This article outlines Community Engagement efforts linked to a Targeted Malaria Elimination (TME) project in four Kayin State villages, in Myanmar where there is a real threat from the spread of drug resistant parasites. The Community Engagement programme was aimed at promoting population uptake and adherence to Mass drug administrations (MDA) in the region. Community engagement was also thought necessary to inform potential participants of the benefits and risks of MDA.

The community engagement programme included targeted interactions with specific figureheads such as village and religious leaders as well as those with more generalised groups within the wider community from May 2013 to June 2015.

The chosen villages were located in contested areas of Eastern Kayin State, which experience varying degrees of control from government and other influential armed groups. They can therefor not be considered cohesive communities.

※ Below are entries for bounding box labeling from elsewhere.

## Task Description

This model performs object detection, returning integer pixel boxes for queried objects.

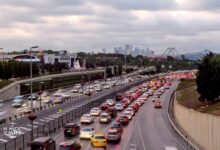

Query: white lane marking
[4,134,16,139]
[165,146,178,150]
[122,111,139,150]
[19,127,31,131]
[0,139,8,143]
[137,123,146,150]
[27,124,38,128]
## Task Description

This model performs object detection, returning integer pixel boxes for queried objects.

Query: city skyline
[0,0,220,54]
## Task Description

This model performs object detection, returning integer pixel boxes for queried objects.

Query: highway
[54,82,190,150]
[0,74,144,150]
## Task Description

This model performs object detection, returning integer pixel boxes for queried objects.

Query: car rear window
[83,128,92,131]
[95,136,105,139]
[60,145,71,150]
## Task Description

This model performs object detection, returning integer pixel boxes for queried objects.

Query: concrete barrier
[173,92,220,150]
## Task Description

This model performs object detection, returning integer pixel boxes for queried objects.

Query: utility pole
[124,54,127,74]
[28,46,38,141]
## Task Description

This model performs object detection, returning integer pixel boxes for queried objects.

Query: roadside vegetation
[0,80,13,89]
[177,53,220,116]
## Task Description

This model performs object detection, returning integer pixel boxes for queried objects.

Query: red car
[122,101,129,108]
[131,104,139,112]
[101,103,110,110]
[116,115,129,125]
[110,122,123,133]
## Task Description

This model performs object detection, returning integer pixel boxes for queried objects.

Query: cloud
[0,0,220,53]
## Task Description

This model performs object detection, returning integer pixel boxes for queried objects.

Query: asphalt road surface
[54,83,190,150]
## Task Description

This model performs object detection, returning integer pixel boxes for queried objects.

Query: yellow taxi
[90,133,106,147]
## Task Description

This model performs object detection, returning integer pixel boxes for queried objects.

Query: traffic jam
[30,72,194,150]
[30,74,177,150]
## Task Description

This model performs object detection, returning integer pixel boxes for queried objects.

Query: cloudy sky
[0,0,220,53]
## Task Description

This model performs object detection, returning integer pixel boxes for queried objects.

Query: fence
[0,78,150,150]
[168,91,200,150]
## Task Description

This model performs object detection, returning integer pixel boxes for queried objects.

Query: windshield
[95,136,105,139]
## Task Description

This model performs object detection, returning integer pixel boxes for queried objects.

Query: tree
[196,53,220,102]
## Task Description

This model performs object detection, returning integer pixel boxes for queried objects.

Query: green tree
[196,53,220,102]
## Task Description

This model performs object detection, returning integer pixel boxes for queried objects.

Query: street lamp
[0,48,4,61]
[28,46,38,141]
[81,76,85,94]
[39,81,44,110]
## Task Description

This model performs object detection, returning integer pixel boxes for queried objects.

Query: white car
[115,103,124,111]
[79,127,95,139]
[125,107,135,116]
[123,111,133,120]
[71,88,79,93]
[103,85,110,89]
[95,87,102,92]
[99,112,111,123]
[0,109,6,123]
[106,99,115,106]
[80,114,94,124]
[53,89,65,97]
[90,107,102,116]
[61,93,70,98]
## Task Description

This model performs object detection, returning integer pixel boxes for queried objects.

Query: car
[12,96,24,107]
[0,108,7,123]
[90,107,102,116]
[30,137,56,150]
[59,140,82,150]
[85,89,94,96]
[103,85,110,89]
[110,122,123,133]
[101,103,110,110]
[123,111,133,120]
[106,99,115,106]
[154,100,162,108]
[95,86,102,92]
[115,93,124,101]
[125,107,135,116]
[80,114,94,124]
[61,93,70,98]
[53,97,64,104]
[116,115,129,125]
[99,112,112,123]
[79,127,95,139]
[105,129,121,142]
[71,88,79,93]
[90,133,107,147]
[53,89,65,97]
[38,92,50,101]
[64,122,80,137]
[130,104,139,112]
[152,97,159,102]
[28,93,39,100]
[115,103,124,111]
[135,99,145,106]
[105,107,117,118]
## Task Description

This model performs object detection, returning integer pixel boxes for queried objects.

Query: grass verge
[0,80,14,89]
[177,80,220,116]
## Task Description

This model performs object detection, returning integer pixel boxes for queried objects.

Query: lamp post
[81,76,85,94]
[39,81,44,110]
[28,46,38,141]
[0,48,4,61]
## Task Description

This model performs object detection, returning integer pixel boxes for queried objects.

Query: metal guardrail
[167,90,200,150]
[0,78,151,150]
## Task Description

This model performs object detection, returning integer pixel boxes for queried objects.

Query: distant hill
[184,49,212,60]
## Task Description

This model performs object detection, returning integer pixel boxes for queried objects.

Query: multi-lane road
[0,72,190,150]
[54,82,190,150]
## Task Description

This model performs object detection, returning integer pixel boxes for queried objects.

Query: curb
[167,90,200,150]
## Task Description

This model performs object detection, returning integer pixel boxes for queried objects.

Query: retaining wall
[173,94,220,150]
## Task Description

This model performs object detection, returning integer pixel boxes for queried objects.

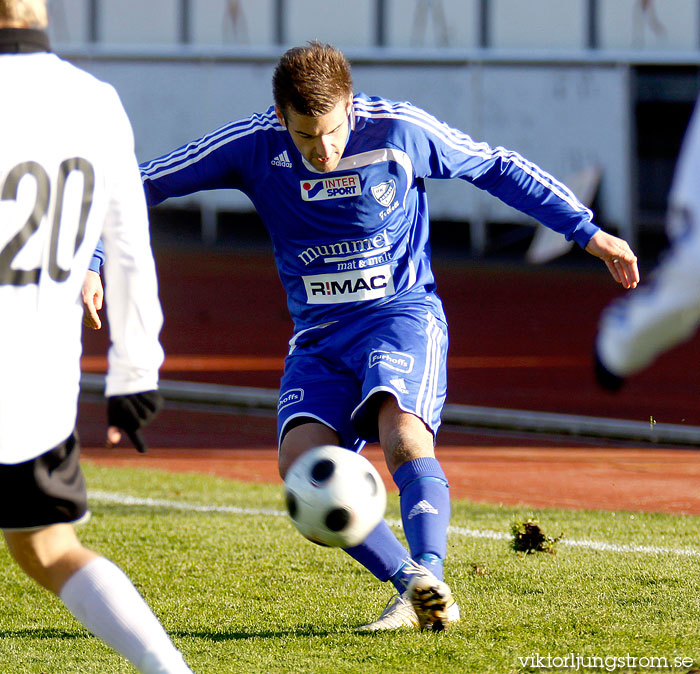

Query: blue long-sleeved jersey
[141,94,598,331]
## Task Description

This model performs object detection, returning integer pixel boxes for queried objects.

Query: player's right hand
[82,269,104,330]
[107,391,163,454]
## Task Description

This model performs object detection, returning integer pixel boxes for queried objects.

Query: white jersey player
[596,97,700,390]
[0,0,191,674]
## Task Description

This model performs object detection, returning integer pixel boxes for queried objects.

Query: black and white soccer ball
[284,445,386,548]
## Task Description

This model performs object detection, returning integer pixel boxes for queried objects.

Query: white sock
[60,557,192,674]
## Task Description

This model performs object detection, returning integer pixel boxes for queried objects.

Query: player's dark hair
[272,40,352,117]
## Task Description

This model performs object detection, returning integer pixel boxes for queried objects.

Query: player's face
[277,98,352,173]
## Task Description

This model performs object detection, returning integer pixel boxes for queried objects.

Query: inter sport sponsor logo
[277,388,304,411]
[302,264,395,304]
[299,173,362,201]
[369,349,413,374]
[270,150,292,168]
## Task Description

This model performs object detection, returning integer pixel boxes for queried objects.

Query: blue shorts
[277,301,447,450]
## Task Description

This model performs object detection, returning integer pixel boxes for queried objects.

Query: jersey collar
[0,28,50,54]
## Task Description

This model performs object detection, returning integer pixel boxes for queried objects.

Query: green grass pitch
[0,464,700,674]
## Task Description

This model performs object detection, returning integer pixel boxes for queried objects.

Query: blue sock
[394,457,450,580]
[345,520,411,586]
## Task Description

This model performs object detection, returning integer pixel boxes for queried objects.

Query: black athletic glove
[107,391,163,454]
[595,351,625,392]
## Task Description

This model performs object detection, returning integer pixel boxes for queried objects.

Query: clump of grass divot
[510,519,564,555]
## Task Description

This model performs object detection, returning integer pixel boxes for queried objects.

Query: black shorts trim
[0,433,87,529]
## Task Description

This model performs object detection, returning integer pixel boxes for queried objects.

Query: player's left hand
[82,269,104,330]
[586,230,639,290]
[107,391,163,454]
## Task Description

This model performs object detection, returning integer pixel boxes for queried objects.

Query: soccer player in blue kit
[91,42,639,631]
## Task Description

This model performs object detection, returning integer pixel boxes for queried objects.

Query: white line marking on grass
[89,491,700,557]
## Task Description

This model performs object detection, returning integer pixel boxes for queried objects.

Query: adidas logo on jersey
[270,150,292,168]
[408,499,438,520]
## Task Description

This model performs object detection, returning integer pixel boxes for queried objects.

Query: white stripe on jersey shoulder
[141,110,285,179]
[355,99,593,217]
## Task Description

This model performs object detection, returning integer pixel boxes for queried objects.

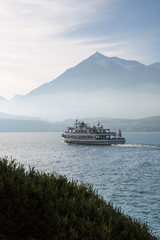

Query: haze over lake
[0,133,160,238]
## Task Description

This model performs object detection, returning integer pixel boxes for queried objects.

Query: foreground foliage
[0,159,157,240]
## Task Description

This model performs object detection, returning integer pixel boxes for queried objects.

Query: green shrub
[0,159,157,240]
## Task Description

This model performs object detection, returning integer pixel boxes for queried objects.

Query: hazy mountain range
[0,113,160,132]
[0,52,160,121]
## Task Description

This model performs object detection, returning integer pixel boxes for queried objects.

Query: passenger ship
[62,120,126,145]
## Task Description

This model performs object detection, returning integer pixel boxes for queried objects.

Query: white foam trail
[115,144,160,149]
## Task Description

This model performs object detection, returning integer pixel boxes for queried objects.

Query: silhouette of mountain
[0,52,160,121]
[26,52,160,97]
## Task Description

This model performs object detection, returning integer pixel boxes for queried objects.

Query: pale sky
[0,0,160,98]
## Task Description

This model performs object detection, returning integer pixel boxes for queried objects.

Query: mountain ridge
[1,52,160,120]
[0,114,160,132]
[24,52,160,98]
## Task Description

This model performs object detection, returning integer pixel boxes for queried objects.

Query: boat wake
[114,144,160,149]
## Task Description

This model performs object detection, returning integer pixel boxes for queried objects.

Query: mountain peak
[89,52,145,70]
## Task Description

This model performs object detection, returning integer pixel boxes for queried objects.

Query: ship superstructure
[62,120,126,145]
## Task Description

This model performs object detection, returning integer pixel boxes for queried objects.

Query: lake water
[0,133,160,236]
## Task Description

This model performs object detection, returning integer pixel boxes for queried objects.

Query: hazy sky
[0,0,160,98]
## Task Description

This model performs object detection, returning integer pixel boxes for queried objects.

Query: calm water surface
[0,133,160,236]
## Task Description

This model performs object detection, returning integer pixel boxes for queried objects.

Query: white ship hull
[62,138,125,146]
[62,121,126,145]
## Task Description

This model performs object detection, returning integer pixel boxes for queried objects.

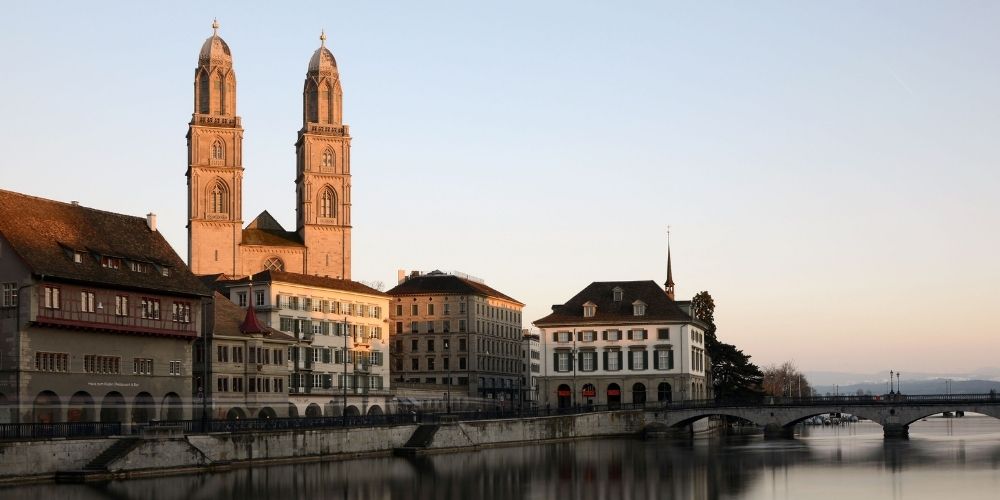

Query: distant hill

They are also not always easy to access especially during rainy seasons. 

Community Engagement teams consisted primarily of people local to the region who were of the same ethnic origin of the majority living in the area (Karen) and speakers of the languages used in the area. Activities included two-day educational workshops community leaders, village administers, religious figures and healthcare providers; household and school/youth orientated activities with existing community groups in communal gathering spots; House-to-house calls to non participants; exhibitions of maps, posters and art-works designed to communicate scientific concepts within the clinical space.

Caption: Image from children's engagement activities

Some challenges were more universal across other community engagement projects such as the difficulty of communicating complex medical concepts and the expectation from the community that the community engagement team will also act as general healthcare providers. They advise that: 

‘…for successful, community engagement teams must be flexible, mature and experienced, supportive of each other and resilient to work in difficult settings.’

Other lessons learnt touch upon things which were practical to this context. Authors advise recognizing seasonal weather and work patterns, having suitable transportation and using local languages as well as promoting the value of working through existing community structures, with young people and schools and exploring the use of more creative methods such as science theatres as well as more traditional methods of engagement.